You can get involved too! Leave a comment with your solution if you think you can best the ones listed here. We also encourage you to propose a simple problem (less than 20 lines of code to solve) for the next instalment in the series.
Since this is the first time we’re doing it, we’ve picked a very simple problem to solve as a quick warm-up.
Problem: given a string ’str’ of the format
"a10 b20 c25 d40"convert it to a hash
{'a' => 10, 'b' => 20, 'c' => 25, 'd' => 40 }
Note that the values of this hash are integers, not strings. If the string is
"a10 a20"the output should be
{'a' => 20}
.
Leaving some spoiler space in case you want to try it on your own. Below are selected solutions from our team.
Spoiler space
Solutions
Michel
Hash[*str.scan(/(.)(\d{2})/).map { |k, v| [k, v.to_i] }.flatten]
Time taken: 9.99s
Tim
Hash[*(str.scan(/(\w)(\d+)/).map {|k, v| [k, v.to_i] }.flatten)]
Time taken: 9.40s
Tim’s comments: the splat operator has low precedence so the outermost set of
parantheses are redundant, but I felt it’s better to have them there to make it
very obvious what’s going on.
Nicolas (winner: speed award)
str.scan(/\s*(\D+)(\d+)/).inject({}) {|h,(k,v)| h[k] = v.to_i; h }
Time taken: 7.19s
Nicolas’s comments: I like inject/reduce/fold, whatever you call it. It’s
concise and usually a perfect fit for constructing enumerable data structures.

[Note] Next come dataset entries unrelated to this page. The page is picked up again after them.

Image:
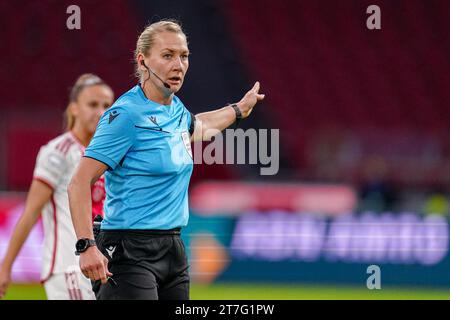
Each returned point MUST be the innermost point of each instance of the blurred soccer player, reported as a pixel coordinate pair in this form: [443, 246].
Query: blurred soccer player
[55, 164]
[144, 141]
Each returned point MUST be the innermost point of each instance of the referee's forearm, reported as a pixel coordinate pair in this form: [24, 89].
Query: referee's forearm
[215, 121]
[81, 207]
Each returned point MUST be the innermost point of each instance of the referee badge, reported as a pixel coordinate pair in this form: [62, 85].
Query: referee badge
[187, 142]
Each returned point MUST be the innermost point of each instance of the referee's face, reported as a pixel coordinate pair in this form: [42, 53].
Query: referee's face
[169, 59]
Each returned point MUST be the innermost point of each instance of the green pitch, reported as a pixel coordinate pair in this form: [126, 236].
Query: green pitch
[268, 291]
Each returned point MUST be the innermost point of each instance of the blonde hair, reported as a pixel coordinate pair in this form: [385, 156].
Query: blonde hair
[83, 81]
[147, 38]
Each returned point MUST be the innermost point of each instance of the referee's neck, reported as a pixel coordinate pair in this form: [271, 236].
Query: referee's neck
[157, 95]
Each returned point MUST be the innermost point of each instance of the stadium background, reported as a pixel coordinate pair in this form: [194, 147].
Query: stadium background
[364, 137]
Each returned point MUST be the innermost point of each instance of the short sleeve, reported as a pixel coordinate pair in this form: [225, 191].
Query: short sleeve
[191, 123]
[114, 136]
[50, 166]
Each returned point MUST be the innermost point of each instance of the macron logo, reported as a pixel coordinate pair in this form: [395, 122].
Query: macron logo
[111, 250]
[112, 116]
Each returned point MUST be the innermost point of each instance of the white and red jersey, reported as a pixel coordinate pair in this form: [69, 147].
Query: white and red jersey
[55, 166]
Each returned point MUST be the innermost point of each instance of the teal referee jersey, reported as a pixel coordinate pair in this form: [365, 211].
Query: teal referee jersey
[146, 147]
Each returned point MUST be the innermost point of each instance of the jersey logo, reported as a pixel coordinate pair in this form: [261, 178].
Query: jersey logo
[111, 250]
[153, 119]
[112, 116]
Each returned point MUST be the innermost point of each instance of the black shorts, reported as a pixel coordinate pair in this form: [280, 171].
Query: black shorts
[146, 265]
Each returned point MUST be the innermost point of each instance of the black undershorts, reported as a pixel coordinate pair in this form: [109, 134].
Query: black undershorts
[146, 265]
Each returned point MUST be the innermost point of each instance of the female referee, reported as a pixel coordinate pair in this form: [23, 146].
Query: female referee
[56, 162]
[143, 145]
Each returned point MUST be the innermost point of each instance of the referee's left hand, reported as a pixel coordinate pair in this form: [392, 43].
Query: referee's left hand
[249, 100]
[94, 265]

Martin (winner: style award)
str.split.inject({}) {|h,i| h[i[/^\D+/]] = i[/\d+$/].to_i; h }
Time taken: 8.75s
Ari
hash = str.split.inject({}) do |set, h| set.merge( {h[0].chr => h[1..-1].to_i} ) end
Time taken: 23.02s
Ari’s comments: I knew everyone else would be strutting their one-liners, so I went for as much clarity as possible. I feel this code not only solves the problem, but also makes it very apparent what the desired solution is.
Benchmark code
require 'benchmark' ITERATION = 400 def measure(&block) ITERATION.times { block.call } end str = '' 5000.times { str << ('a'..'z').to_a[rand(26)] + (rand(90)+10).to_s + ' ' } br = Benchmark.bmbm do |b| b.report("Running #{ITERATION} times on string of length #{str.length}") do measure { #### Code to measure goes here } end end
Conclusion
Lots of interesting styles here. We have two ways of creating hashes: with the Hash[ [key =>|, value]* method and with inject().

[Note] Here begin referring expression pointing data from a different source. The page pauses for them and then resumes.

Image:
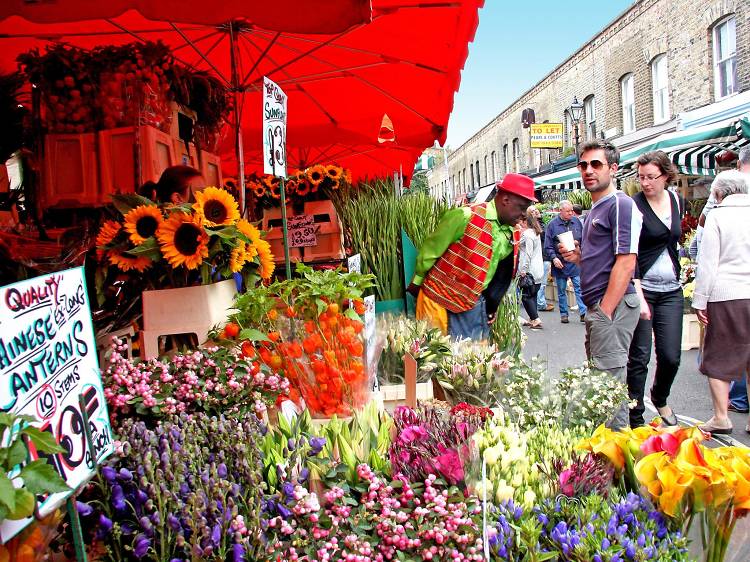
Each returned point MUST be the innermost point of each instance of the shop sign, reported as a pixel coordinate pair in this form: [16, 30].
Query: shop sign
[301, 231]
[274, 129]
[48, 359]
[546, 135]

We’ve also seen various ways of breaking up a string: with scan(), with split(), and with regex arguments to a string’s [] method. While we cannot come to definite conclusions about performance (since the code that is being compared doesn’t differ just in one area), we can see a couple things going on:
- running Hash[] on an array as opposed to creating it directly via inject hurt Michel and Tim’s performances compared to Martin/Nicolas
- merge() seems to be significantly more costly than straight addition/replacement of hash keys. If you’re ever injecting into a hash it may be wiser (if your problem allows) to follow the
{ hash[key] = value; hash }format instead of merging.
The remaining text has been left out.